When you buy a “cheap” stock like this, you have to buy quite a few shares to establish a decent position, so when these little guys get hammered, it really hurts. Fortunately, analysts who follow CLF think it’s going to do well this calendar year if steel keeps up its current pace.
Plus, the company is now back in the green again, and its forward price-earnings ration (PE) is ridiculously low for an industrial stock: 6.63 by consensus estimate. That’s now lower than the PEs of most banks and utility companies, making these shares a potential bargain. At least for now. So we’ll hold onto them.
On other portfolio fronts, our Allergan convertible preferred A shares (AGN/PRA, your symbol may vary), have been swooning rather nastily since their latest big dividend paid out. Short term, this makes the portfolio look pretty anemic, since this one is a big holding for us. But we’re keeping these puppies until they are redeemed in March 2018 at $1,000 per share. Right now, at $838 per share and sinking, they’re looking buyable again.
Our shares in Newmont Mining, primarily a gold and silver miner with some copper, are perking up again after taking a nasty hit during the recent massive bear raid on precious metals. So we continue to hold these as well, although we’re still in the red.
Finally, we took some defensive action in our small holding of newly IPO’d Snap, Inc. (SNAP), parent company of Snapchat. Bears have been dumping these shares by the boatload after amateur investors were suckered into buying them at high prices a day after the IPO went public. The stock got awfully close to its IPO price ($17) late last week as a result, dropping from highs of over $26 per share.
For reasons we’ve explained here before, while we selectively acquire IPO shares as part of our over all game plan, we can’t really flip them like many investors do for a quick, handsome, one-day profit (assuming they work out). We have to hold them for a full 30 days. So if a given IPO doesn’t work for us, or sells off hard, like SNAP, we can take a hit once we sell when our holding period is up.

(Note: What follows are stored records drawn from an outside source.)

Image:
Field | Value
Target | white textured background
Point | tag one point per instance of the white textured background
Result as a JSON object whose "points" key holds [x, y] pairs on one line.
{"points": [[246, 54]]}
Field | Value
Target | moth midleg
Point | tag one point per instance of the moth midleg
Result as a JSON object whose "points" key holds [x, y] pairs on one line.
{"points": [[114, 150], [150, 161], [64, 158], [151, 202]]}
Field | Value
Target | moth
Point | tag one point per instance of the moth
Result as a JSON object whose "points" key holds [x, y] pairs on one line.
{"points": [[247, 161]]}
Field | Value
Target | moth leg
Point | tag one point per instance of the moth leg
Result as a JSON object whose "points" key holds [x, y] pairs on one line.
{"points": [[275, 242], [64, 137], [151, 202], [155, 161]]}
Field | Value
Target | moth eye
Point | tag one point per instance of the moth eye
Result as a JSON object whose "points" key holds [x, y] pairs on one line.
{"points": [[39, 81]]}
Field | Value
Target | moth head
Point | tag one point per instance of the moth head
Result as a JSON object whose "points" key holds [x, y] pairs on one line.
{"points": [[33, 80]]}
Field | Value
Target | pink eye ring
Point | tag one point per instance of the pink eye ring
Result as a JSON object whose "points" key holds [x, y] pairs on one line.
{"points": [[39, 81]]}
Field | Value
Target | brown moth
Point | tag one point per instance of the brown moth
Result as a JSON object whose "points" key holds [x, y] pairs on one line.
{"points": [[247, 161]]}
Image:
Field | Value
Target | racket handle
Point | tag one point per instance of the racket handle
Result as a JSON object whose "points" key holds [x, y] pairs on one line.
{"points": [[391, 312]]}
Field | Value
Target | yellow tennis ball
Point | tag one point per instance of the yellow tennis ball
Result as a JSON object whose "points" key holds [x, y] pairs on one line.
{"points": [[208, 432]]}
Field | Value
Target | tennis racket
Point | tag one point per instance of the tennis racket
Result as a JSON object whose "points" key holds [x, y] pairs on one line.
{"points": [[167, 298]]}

In this case, we decided on Friday to buy some “insurance,” by buying “puts” against further price declines in the stock. To make a long story short, a put enables the holder to “put” (dump) the stock to another investor out there at a specified price, in this case, a price higher than the IPO price. It’s a good deal, something that you can accomplish in the options market.
Problem is, there’s a “premium” (price) to pay for this strategy. I.e., the option costs you money, so now you’ll have to deduct that from the profit you might make by “dumping” (“putting”) the stock on someone else for a price that’s higher than the current market.
On the other hand, if the stock you’re covering goes back up, that put you bought will gradually become more and more worthless until it expires. Yes, puts (like their equal and opposite pals, “calls”) to have a time value. Unlike stocks, they do “expire,” and when they do so, if you haven’t traded out of them, you lose what you paid to buy them.
That’s enough of this for now, as I used to offer an entire course on options, which I view for new investors as inherently dangerous. However, buying a put can also be somewhat like an insurance policy for a struggling stock, enabling you to get out of it with your $$$ more or less intact. The opposite strategy, selling a call against a stock you hold, can actually earn you extra income. We’ll be writing more on this topic later in the year.
Bottom line: We’ve effectively hedged at least a tiny profit in SNAP buy grabbing onto puts. Of course, Mr. Market has laughed at us ever since, and SNAP has now started going back up again for two straight days. Don’t miss the next thrilling episode. But in the meantime, hold onto some cash. Markets are looking nasty and uncertain, as they wonder what in the hell both the Fed and the Washington Establishment will be up to next. I’m wondering about the same thing, and I live here.